Vein Disease and Fatigue
Vein Disease, also known as Chronic Venous Insufficiency, is a common condition that affects nearly 40% of Americans.
Knowing the signs and symptoms of vein disease is essential to slowing the progression of the condition and protecting your health.
Chronic Venous Insufficiency
Our arteries work hard to transport blood away from our heart to the rest of our body. In turn, our veins carry our blood back up to our heart for oxygenation. Inside our veins are tiny, one-way valves that open and shut, pushing our blood upwards towards our heart, preventing blood from pooling in the lower limbs.
When these special one-way valves are damaged and no longer work properly, blood can flow backward and pool inside the veins of the legs and feet. Over time, there is a build-up of pressure inside the veins due to the increased blood volume, eventually rupturing small capillaries and allowing blood to seep into nearby tissues.
This process is known as chronic venous insufficiency. The longer this condition progresses without medical intervention or lifestyle changes, more severe symptoms may begin to set in.
What Causes CVI
CVI occurs when blood supply is no traveling efficiently back to the heart. The one-way valves responsible for pushing blood flow towards the heart, slowly begin to allow a backflow of blood to pool in the lower limbs.
The most common causes of CVI include:
- Family history and genetics
- Varicose veins
- Blood clot
- Deep Vein Thrombosis (DVT)
- Lack of exercise or leading a sedentary lifestyle
- Sitting or standing for prolonged periods
- Injury to the leg
- Phlebitis (swelling of a vein)
What Are the Symptoms of CVI
There are several symptoms associated with CVI, which will range in severity depending on how far the condition has advanced.
Below are signs and symptoms of vein disease:
- Varicose Veins
- Leg cramping
- Swelling of the legs, ankles or feet
- Leg discoloration
- Changes in skin texture
- Tightness around the ankles or calves
- Heavy legs
- Itchy legs
- Pain that increases the longer you are on your feet
- Leg ulcers
As noted above, symptoms may vary, and severity typically coincides with how advanced your particular case is.
Venous disease can lead to overall feels of heaviness and fatigue in the legs, especially if you are on your feet for prolonged periods. Heaviness and leg fatigue is a sign that the one-way valves in the leg are not working efficiently, causing the vein walls to stretch.
Once the walls of the vein are stretched or dilated, the valves become weakened, allowing blood to leak and flow backward in the lower limbs.
Individuals may also experience, in addition to leg fatigue and heaviness, an overall sense of fatigue and exhaustion due to oxygen not circulating properly in the lower limbs.
Restless Leg Syndrome
Another symptom related to CVI is restless leg syndrome. This syndrome causes you to experience an intense need or urge to move your legs, often occurring at night, causing severe sleep interruption.
Symptoms vary from sensations of itching, crawling, aching, or spontaneous leg movements.
While stretching and moving your legs can help relieve the symptoms, sleep is often impaired, contributing to an overall sense of fatigue.
How Am I Diagnosed CVI?
If you believe you may have CVI, it is essential to contact your doctor to schedule a consultation.

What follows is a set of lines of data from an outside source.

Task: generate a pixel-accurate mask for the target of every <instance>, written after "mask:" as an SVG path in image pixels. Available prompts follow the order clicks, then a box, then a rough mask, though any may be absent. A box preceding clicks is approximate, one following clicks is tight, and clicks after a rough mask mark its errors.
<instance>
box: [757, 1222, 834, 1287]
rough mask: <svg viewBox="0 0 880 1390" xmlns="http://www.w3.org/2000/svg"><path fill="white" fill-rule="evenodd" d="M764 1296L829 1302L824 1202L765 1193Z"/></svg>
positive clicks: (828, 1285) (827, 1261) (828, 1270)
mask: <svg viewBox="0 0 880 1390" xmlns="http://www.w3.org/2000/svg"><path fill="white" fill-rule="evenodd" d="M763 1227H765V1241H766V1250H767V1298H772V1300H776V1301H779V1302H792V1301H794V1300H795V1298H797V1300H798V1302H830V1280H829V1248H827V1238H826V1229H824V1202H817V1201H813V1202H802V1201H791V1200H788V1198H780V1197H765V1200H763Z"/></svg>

Your doctor will likely perform a physical examination, as well as discuss your symptoms, medical history, as well as any risk factors.
Also, your doctor may order a venous ultrasound or duplex ultrasound to get a more in-depth look inside your veins. A venous ultrasound evaluates the blood flow and structure of the veins. A duplex ultrasound can determine the direction and speed of blood flow.

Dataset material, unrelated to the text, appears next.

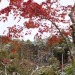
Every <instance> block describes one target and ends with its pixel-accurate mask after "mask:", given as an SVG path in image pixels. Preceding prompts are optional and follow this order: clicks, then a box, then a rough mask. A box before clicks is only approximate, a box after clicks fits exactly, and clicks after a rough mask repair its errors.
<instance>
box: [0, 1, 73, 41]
mask: <svg viewBox="0 0 75 75" xmlns="http://www.w3.org/2000/svg"><path fill="white" fill-rule="evenodd" d="M34 1H36V2H38V3H41V2H42V1H45V0H34ZM9 2H10V1H9V0H2V1H1V3H0V10H1V9H3V8H5V7H7V6H8V5H9ZM60 3H61V5H73V4H74V0H60ZM17 19H18V18H17ZM24 21H25V20H24V19H22V20H21V21H20V22H19V23H17V20H14V18H13V16H12V15H10V16H9V17H8V21H7V22H5V23H4V22H2V21H0V35H2V34H3V31H4V30H6V31H7V29H6V28H7V27H9V26H13V25H14V24H16V25H22V23H23V22H24ZM31 31H32V30H31ZM36 32H37V30H36V29H34V31H32V34H31V35H28V36H26V37H24V38H25V39H26V40H27V39H30V40H33V38H34V35H35V34H36ZM44 36H45V34H44Z"/></svg>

What Treatment is Available for CVI
There are several treatments available that can help slow the progression, varying from non-medical, lifestyle changes to surgery in more severe cases.
Should you be experiencing mild symptoms, your doctor may prescribe the use of compression stockings, in addition to specific lifestyle changes.
Compression stockings apply pressure at the ankle and lower leg, increasing the upward flow of blood back towards the heart and away from pooling in the lower limbs.
In addition to compression stockings, the following changes may help ease your symptoms:
- Maintain a healthy diet and weight
- Stay hydrated
- Exercise regularly
- Avoid standing or sitting for prolonged periods
- Elevate your legs above your heart
- Stop smoking
If the above lifestyle changes do not improve your symptoms, you should contact your doctor or vein specialist to discuss additional treatments available.
Several non-invasive procedures are available to treat varying stages of CVI, which can help slow the progression of the condition, as well as increase your quality of life.